8. Model deployment: Production environment optimization
(I) Performance optimization skills
- Model compression: Use ONNX Runtime to accelerate inference;
- Batch Forecast: Set the batch_size parameter;
- Cache mechanism: Cache duplicate features;
- Monitoring system: Establish a model drift detection mechanism.
(II) Code example (using ONNX acceleration)
import onnxruntime as rt
# Transformation Model
onnx_model = convert_model(best_xgb, 'xgboost', ['input'], ['output_probability'])
# Create a session
sess = (onnx_model.SerializeToString())
# Accelerate prediction
def onnx_predict(data):
input_name = sess.get_inputs()[0].name
pred_onx = (None, {input_name: })[0]
return pred_onx[:,1]
9. In-depth analysis of evaluation indicators
index | Calculation formula | Fraud detection meaning |
---|---|---|
Accuracy | (TP+TN)/(TP+TN+FP+FN) | Overall prediction accuracy rate |
Recall rate | TP/(TP+FN) | Ability to identify fraudulent transactions |
Accuracy | TP/(TP+FP) | The credibility of predicting fraudulent transactions |
F1 Score | 2(Precision rateRecall rate)/(accuracy + recall rate) | Balanced accuracy and recall |
AUC-ROC | Area under the curve | Overall performance of classifiers |
Business advice: In financial scenarios, recall rates should be preferred over accuracy, ensuring that fraudulent transactions can be captured as much as possible.

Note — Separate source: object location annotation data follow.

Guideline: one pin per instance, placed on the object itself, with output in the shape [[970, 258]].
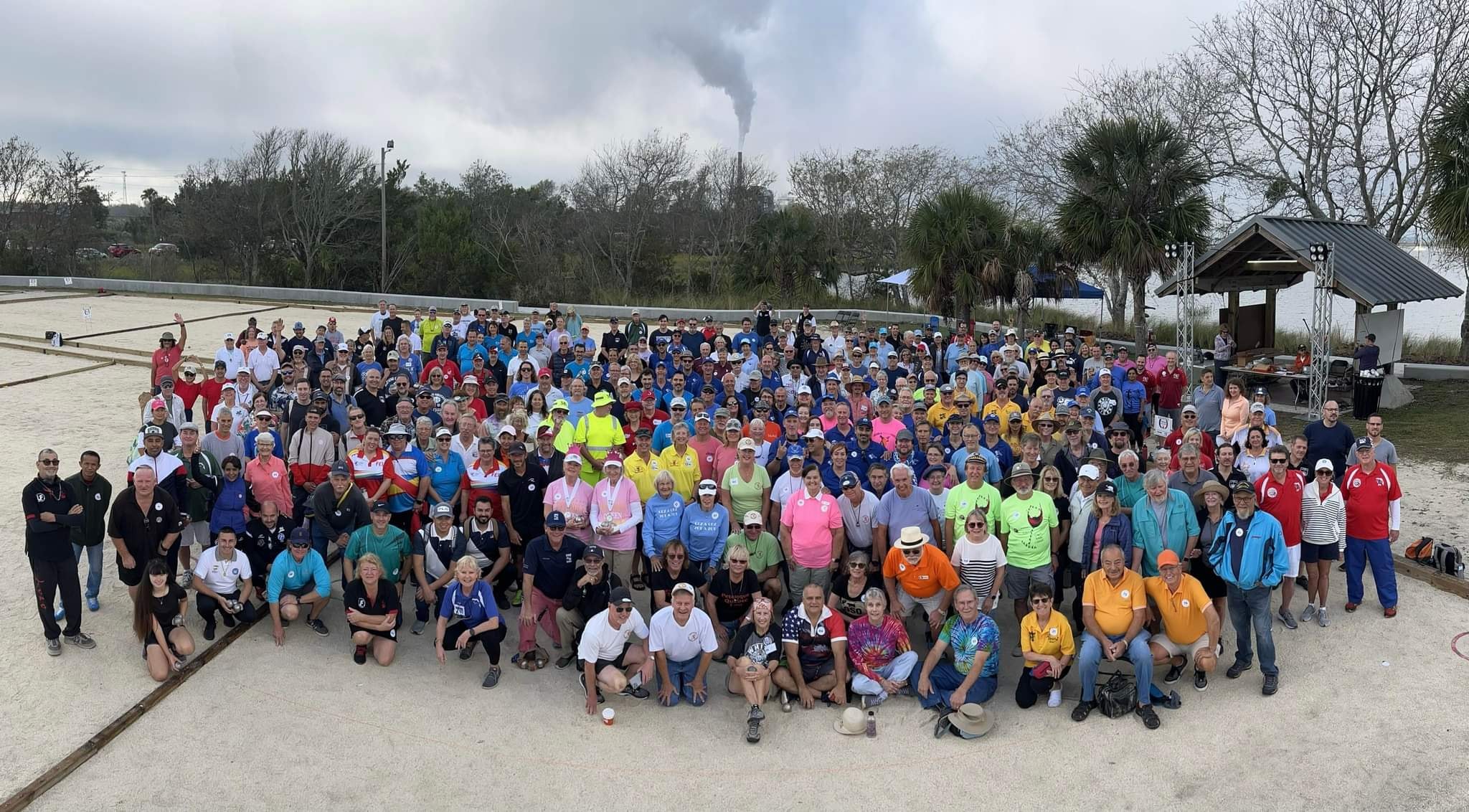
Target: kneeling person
[[374, 611], [222, 579], [1190, 625]]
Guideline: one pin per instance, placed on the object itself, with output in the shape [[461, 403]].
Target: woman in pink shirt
[[811, 532], [615, 516], [268, 478], [572, 496]]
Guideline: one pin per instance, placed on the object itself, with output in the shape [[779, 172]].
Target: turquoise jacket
[[1152, 539]]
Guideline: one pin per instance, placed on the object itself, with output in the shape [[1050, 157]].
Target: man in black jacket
[[50, 514], [592, 585]]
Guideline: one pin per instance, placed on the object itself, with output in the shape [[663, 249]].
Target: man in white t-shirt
[[610, 658], [222, 583], [682, 642]]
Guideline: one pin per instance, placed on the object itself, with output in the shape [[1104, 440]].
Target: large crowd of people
[[833, 513]]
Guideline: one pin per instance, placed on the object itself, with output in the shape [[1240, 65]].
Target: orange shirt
[[925, 579], [1114, 604], [1181, 611]]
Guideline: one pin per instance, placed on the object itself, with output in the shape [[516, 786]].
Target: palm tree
[[1131, 189], [955, 241], [1447, 166], [789, 247]]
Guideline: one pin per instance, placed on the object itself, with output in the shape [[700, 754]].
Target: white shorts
[[929, 604], [1293, 569], [1186, 649]]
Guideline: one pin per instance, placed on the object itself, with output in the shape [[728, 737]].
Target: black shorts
[[814, 671], [613, 663], [1310, 554]]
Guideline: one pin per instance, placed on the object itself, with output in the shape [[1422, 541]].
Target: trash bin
[[1366, 391]]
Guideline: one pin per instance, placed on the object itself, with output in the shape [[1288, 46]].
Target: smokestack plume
[[720, 67]]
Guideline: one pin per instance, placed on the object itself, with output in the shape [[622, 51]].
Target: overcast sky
[[535, 87]]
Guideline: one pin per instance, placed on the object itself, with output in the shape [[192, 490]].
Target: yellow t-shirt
[[1052, 641], [1180, 611], [685, 469], [643, 473], [1114, 604]]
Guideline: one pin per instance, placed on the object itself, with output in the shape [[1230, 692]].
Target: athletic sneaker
[[1286, 617]]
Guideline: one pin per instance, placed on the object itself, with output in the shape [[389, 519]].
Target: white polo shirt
[[685, 642]]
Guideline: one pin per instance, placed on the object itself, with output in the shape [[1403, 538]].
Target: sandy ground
[[280, 726]]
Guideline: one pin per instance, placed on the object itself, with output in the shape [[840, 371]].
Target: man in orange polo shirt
[[1114, 608], [917, 573], [1189, 618]]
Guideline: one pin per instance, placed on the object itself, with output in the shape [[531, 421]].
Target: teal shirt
[[392, 548], [1180, 524]]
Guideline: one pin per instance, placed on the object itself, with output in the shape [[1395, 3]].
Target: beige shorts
[[1181, 649]]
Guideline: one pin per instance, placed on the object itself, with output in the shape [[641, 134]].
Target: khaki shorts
[[1184, 649]]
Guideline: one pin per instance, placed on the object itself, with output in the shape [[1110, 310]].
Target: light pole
[[384, 181]]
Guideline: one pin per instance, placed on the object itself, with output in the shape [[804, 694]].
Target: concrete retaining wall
[[301, 296]]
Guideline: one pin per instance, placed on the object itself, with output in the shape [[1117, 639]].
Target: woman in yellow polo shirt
[[1045, 639]]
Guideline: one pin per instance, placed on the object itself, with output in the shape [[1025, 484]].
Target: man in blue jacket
[[1249, 554], [298, 579]]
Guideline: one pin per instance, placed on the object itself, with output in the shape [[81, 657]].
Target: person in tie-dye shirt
[[974, 641], [877, 643]]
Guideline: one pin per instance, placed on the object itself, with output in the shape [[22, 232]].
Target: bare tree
[[326, 189], [1331, 100], [620, 199], [21, 168]]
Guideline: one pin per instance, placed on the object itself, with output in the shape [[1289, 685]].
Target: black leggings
[[1029, 689], [207, 607], [490, 639]]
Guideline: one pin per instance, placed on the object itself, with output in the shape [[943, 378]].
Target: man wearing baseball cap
[[610, 657], [1249, 552], [1190, 625]]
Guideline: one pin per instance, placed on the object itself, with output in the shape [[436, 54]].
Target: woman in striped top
[[1323, 535], [978, 558]]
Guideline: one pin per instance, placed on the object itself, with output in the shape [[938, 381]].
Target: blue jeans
[[681, 674], [945, 679], [1138, 653], [1379, 552], [1252, 608], [93, 567]]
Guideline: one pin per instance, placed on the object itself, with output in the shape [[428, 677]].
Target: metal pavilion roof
[[1270, 252]]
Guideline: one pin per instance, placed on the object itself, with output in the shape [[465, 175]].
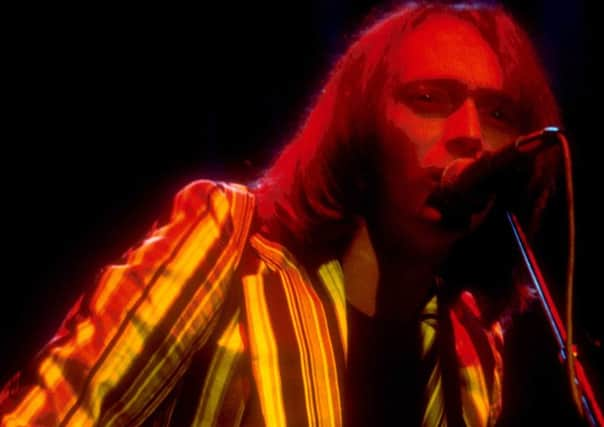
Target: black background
[[110, 109]]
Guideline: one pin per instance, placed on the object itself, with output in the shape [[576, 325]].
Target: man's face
[[444, 101]]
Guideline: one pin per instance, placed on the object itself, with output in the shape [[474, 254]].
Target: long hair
[[322, 181]]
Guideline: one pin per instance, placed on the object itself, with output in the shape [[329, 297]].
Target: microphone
[[466, 186]]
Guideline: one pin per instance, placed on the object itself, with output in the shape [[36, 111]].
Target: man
[[332, 291]]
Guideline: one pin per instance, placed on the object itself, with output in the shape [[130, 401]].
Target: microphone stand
[[589, 407]]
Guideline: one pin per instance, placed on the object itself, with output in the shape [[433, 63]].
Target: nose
[[461, 133]]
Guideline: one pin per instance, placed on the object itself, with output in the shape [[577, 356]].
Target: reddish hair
[[322, 181]]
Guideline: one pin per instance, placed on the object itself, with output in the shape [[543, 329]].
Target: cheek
[[420, 133]]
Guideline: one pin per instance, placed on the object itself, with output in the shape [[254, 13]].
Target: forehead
[[443, 46]]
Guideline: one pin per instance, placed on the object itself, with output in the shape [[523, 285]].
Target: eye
[[500, 112], [426, 100]]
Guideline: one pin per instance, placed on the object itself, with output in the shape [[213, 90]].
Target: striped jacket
[[207, 324]]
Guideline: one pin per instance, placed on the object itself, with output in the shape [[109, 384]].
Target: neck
[[385, 284]]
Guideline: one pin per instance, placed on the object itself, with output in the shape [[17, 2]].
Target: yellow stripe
[[230, 348], [151, 312], [325, 387], [435, 407], [302, 348], [323, 360], [263, 349], [194, 317], [333, 278]]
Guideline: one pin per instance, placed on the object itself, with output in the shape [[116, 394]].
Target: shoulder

10. Conclusion: The importance of continuous optimization
The fraud model continues to evolve, and it is recommended:
- Retrain the model every month;
- Changes in the importance of monitoring characteristics;
- Combining rules engines to make hybrid decisions;
- Explore deep learning models (such as Autoencoder).
Through this practice, you have mastered the core skills of dealing with imbalanced data and building fraud detection models. Start hands-on practice now and build your own intelligent risk control system!